I used to reference this study quite frequently when I worked as a consultant in the GRC space. A good GRC product will not only publish policies, but will also provide better contextual information for the policies and their rationales. Moreover, the policy content no longer needs to be focused on prose (as the dusty tomes of old have used), but instead can be oriented toward being highly searchable, and thus should simply focus on a) concisely communicating the requirement and expected level of performance, and b) communicating the rationale for the requirements, up to and including a (very) brief risk analysis statement.
- Requirement: All passwords must have a minimum length of 12 characters, and should not be based on a single, easily-guessed word.
- Reason: The average length of an English word is slightly more than 5 characters. Setting a 12 character minimum encourages the use of 2 or more words, including spaces.
- Risk Analysis: The primary goal of requiring “strong” passwords is to reduce guessability. Most authentication systems are protected by several other security mechanisms that reduce the number of password failures and retries that can be attempted. Requiring a password of at least 12 characters greatly diminishes the ease of guessing within a few attempts a correct password, thus allowing the other protective measures to engage and prevent an account from being compromised.
This is a simple example, and one that could easily be made all that much better by spending a little more time refining it (especially the language in the risk analysis – for example, what’s the business impact?). Consider, however, that this is just one small change that can lead to broader cultural change. Simply making sure that every policy-related question is answered with a reasonable rationale can go a long way toward increasing human acceptance of the need for change. And, once you get that ball rolling, you might be surprised by where it may lead.

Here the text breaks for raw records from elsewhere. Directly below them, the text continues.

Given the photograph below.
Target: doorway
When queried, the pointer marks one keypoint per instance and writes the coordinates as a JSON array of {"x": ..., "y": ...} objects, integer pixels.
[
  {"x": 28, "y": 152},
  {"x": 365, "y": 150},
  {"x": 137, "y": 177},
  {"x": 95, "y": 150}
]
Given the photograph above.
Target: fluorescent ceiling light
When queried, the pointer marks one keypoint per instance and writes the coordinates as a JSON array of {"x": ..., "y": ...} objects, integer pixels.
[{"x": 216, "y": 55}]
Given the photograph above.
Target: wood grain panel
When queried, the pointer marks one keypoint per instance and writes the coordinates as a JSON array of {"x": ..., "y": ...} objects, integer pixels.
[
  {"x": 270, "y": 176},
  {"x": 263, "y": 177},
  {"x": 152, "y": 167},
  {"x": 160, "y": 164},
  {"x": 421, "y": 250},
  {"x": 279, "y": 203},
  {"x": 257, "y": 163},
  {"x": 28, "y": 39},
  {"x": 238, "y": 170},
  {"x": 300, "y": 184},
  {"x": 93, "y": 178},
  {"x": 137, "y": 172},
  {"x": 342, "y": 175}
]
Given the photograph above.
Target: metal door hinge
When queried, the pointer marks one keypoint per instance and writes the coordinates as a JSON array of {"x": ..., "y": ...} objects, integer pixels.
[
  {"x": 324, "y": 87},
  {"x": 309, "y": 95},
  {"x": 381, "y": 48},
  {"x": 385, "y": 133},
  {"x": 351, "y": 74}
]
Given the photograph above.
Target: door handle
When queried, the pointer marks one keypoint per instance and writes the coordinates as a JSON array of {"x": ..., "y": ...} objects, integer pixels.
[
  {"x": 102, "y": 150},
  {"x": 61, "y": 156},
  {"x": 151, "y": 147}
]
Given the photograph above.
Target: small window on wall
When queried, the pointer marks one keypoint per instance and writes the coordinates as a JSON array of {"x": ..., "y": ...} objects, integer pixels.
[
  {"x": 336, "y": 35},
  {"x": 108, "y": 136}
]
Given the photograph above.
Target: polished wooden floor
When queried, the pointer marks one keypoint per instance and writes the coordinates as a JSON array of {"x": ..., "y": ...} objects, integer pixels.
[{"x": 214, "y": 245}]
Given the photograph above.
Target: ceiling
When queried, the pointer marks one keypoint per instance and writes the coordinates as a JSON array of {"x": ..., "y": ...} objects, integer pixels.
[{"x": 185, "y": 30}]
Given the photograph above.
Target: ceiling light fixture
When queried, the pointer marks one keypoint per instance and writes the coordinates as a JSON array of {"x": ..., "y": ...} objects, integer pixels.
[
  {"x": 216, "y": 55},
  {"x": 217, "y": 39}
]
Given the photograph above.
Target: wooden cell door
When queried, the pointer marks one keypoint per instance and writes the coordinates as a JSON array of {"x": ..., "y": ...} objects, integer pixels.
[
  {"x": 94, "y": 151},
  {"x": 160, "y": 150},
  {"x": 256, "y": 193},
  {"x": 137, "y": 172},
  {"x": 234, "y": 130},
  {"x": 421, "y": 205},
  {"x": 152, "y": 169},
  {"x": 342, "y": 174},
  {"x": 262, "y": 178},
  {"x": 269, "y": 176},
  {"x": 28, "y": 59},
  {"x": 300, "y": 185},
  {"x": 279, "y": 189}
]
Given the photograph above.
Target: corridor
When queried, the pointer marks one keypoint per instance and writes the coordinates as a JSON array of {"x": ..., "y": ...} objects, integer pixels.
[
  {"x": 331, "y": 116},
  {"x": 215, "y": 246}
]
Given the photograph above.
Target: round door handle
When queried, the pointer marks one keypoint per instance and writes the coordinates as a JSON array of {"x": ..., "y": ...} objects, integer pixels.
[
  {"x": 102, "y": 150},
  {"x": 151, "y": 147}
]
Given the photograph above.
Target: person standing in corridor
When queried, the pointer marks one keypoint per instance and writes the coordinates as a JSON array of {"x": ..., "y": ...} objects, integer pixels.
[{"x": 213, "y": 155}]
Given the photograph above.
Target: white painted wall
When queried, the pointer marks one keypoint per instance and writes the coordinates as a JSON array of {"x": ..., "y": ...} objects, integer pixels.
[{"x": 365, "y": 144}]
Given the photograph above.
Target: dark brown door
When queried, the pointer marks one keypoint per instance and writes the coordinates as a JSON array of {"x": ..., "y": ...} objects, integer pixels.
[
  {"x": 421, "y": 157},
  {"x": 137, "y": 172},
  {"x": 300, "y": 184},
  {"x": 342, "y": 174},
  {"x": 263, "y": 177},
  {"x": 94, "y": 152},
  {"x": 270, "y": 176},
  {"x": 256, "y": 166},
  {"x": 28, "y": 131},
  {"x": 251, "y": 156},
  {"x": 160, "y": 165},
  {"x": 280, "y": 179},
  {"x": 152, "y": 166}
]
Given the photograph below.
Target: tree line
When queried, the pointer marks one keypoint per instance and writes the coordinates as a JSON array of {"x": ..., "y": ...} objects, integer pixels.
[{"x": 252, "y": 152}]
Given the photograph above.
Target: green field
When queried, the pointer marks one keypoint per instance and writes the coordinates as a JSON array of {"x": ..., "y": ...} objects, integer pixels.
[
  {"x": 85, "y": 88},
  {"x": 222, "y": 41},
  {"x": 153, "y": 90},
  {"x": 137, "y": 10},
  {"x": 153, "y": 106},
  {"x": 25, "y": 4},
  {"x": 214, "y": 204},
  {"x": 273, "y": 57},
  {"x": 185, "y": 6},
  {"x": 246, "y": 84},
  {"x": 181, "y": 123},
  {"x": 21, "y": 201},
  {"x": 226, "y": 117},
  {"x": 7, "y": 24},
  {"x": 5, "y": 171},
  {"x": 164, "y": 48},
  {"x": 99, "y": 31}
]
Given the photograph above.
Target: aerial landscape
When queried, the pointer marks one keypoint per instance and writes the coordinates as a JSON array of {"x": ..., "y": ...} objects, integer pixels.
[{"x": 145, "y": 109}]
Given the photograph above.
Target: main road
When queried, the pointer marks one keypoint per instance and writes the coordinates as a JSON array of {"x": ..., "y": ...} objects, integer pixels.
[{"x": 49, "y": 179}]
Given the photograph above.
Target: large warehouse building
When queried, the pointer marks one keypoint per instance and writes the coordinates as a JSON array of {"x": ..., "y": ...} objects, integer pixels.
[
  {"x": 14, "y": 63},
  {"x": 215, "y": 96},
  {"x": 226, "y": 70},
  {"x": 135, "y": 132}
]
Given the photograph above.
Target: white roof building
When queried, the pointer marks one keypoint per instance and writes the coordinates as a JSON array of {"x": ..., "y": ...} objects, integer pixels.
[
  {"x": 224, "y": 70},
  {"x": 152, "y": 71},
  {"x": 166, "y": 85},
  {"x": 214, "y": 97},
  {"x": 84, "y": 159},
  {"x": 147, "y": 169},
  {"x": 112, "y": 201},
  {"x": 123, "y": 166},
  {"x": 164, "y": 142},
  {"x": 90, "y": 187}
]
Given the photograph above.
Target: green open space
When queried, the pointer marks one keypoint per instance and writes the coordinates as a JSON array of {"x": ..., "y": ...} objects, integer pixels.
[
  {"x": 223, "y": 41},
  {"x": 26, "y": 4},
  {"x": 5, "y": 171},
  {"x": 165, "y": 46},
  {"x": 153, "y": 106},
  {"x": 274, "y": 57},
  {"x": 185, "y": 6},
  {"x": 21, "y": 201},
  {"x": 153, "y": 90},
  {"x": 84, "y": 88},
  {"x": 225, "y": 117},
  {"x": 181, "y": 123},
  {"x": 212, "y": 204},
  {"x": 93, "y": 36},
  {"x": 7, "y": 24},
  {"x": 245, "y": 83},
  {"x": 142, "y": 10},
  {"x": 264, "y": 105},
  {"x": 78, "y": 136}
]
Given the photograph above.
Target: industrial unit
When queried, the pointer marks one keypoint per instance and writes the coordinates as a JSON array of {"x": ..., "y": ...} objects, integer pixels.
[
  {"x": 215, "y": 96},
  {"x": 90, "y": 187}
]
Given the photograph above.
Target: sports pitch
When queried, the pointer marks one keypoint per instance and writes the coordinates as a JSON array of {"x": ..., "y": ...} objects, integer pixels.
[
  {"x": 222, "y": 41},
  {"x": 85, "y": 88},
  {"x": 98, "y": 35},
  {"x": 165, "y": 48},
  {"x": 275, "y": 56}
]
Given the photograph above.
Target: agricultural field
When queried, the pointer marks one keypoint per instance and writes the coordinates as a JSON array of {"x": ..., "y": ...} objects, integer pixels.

To close this post out, consider this (somewhat dated) post from Seth Godin back in 2010: “Resilience and the incredible power of slow change.” In it, he emphasizes that we set reasonable expectations for how quickly change can/will occur. It’s a good reminder that we cannot expect the world to change overnight, and that changes we see today were almost certainly set into motion long ago. This notion also ties well into Gartner’s recent research “Security Vision 2020.”